Using our original methodology, the corrected series for SO4* has the most negative values. The code below compares boxplots of SO4* calculated using Cl (red boxes) versus Na (blue boxes) for each site.


In [6]:
# Par of interest
par = 'ESO4'

df['%s*_Na' % par] = df[par] - (corr_facs['%s2na' % par[1:].lower()] * df['ENa'])
df['%s*_Cl' % par] = df[par] - (corr_facs['%s2cl' % par[1:].lower()] * df['ECl'])

df2 = df[['station_code', '%s*_Cl' % par, '%s*_Na' % par]]

df2 = df2.melt(id_vars=['station_code'], var_name='corr_method')
df2 = df2.dropna(how='any').reset_index(drop=True)

g = sn.catplot(x='corr_method',
               y='value',
               data=df2,
               col='station_code',
               col_wrap=4,
               kind='box',
               sharex=False,
               sharey=False,
              )

g.map(plt.axhline, y=0, lw=2, ls='--', c='k', alpha=0.4)
g.set(ylabel='%s* (ueq/l)' % par)
plt.tight_layout()


Overall, the results using Na are not much different from Cl: using Na marginally improves the situation at some locations, but actually makes it slightly worse at others. In general, it seems that Na and Cl are both high at these stations, so either the labs have a tendency to overestimate both parameters, or else the lakes really are just surprisingly "salty" compared to other parameters.

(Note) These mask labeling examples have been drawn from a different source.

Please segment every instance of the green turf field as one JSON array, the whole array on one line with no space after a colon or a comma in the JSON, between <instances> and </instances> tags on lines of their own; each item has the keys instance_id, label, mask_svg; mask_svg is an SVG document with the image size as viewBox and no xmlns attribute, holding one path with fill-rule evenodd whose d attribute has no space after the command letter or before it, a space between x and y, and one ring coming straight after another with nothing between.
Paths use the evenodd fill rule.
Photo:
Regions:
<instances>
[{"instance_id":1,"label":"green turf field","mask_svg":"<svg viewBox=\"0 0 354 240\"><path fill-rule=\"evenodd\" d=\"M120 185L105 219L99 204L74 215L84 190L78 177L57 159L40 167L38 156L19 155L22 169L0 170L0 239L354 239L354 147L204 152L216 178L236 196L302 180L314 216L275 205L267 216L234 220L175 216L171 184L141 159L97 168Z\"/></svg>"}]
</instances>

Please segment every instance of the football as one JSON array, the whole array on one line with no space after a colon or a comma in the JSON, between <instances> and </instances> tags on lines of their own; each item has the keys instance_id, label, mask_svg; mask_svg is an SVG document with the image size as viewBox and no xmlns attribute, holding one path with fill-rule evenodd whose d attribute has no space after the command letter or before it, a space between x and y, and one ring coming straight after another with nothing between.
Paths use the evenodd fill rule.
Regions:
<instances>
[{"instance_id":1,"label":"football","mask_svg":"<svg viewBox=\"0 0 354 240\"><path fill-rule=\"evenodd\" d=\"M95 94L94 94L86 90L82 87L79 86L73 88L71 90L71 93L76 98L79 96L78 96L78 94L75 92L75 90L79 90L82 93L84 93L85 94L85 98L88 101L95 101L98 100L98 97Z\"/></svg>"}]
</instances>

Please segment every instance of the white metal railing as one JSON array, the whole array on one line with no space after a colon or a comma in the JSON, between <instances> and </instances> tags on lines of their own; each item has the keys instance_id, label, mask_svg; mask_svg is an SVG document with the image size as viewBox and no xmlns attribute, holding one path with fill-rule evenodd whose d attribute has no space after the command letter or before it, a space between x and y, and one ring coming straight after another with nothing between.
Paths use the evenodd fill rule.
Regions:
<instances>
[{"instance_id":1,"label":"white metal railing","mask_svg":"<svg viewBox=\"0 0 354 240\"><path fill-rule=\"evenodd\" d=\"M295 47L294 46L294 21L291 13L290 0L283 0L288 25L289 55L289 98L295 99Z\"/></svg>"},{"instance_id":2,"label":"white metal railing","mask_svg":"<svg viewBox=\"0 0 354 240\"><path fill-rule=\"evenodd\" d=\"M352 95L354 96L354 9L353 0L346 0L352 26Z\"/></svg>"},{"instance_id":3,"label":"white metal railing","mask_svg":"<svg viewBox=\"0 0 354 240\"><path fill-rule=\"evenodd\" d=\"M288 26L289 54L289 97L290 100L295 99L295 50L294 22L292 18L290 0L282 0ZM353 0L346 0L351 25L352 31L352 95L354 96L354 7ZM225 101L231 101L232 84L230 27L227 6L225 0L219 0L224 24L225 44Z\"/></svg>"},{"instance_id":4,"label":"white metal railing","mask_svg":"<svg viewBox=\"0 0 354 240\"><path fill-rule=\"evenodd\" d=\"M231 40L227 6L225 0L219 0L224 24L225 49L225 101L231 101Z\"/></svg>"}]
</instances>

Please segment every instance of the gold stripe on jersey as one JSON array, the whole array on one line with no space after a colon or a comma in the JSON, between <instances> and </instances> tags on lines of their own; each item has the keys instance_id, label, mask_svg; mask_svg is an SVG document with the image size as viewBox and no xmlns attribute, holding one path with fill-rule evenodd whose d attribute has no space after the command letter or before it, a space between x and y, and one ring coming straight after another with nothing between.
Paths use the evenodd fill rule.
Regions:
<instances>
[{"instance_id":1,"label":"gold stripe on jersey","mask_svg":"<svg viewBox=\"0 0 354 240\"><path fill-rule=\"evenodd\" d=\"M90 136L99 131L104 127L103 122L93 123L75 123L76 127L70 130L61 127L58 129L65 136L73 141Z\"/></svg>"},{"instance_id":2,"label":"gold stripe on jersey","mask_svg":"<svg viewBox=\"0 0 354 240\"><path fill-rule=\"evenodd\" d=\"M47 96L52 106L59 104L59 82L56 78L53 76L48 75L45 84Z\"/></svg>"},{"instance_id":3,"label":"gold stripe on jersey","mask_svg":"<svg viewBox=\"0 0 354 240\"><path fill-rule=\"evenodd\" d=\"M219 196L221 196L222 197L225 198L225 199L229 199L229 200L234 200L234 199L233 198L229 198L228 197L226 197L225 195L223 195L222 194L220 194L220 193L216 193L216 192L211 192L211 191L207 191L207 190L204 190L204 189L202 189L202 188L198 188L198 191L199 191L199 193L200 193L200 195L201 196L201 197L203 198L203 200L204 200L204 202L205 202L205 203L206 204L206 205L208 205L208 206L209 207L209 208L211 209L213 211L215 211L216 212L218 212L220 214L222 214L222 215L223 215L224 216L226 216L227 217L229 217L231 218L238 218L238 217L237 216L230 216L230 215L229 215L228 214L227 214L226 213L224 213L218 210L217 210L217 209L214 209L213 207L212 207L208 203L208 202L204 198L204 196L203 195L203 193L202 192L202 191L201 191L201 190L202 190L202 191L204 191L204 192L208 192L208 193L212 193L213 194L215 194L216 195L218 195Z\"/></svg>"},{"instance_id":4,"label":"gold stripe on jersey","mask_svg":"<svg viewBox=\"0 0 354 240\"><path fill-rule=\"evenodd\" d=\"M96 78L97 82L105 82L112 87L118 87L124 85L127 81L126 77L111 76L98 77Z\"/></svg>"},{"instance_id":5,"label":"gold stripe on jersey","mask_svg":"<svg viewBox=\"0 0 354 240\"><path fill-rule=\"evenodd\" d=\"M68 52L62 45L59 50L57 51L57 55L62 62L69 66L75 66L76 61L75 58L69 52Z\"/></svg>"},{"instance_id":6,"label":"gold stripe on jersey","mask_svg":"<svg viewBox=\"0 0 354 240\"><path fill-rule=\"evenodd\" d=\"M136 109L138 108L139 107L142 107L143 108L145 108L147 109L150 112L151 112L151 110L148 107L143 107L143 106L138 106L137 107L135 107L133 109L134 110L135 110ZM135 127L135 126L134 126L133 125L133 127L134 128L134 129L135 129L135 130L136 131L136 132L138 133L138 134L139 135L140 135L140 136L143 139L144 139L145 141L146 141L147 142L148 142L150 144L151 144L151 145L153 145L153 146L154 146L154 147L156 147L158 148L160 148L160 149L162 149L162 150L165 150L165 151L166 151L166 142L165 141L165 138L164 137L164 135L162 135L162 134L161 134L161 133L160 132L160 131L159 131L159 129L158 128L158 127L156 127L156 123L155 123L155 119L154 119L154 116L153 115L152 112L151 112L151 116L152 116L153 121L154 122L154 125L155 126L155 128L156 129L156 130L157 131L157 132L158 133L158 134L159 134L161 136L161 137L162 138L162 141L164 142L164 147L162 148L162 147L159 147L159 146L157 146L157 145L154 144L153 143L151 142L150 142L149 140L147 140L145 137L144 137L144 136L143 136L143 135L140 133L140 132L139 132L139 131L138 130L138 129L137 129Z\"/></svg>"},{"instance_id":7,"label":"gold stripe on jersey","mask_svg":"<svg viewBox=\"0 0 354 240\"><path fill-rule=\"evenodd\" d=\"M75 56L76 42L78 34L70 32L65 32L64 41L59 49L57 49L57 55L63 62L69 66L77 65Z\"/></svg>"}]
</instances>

Some of these results seem quite extreme: at station IE12 (Galway, Bofin, Mid Lake), for example, more than half of ESO4* values are negative, while at IE17 (Galway, Fadda, Mid Lake) more than 75% of the "corrected" values are less than zero (regardless of whether Na or Cl is used as a tracer). I wonder if there's anything unusual about these two lakes in particular that could give a clue as to what's happening elsewhere?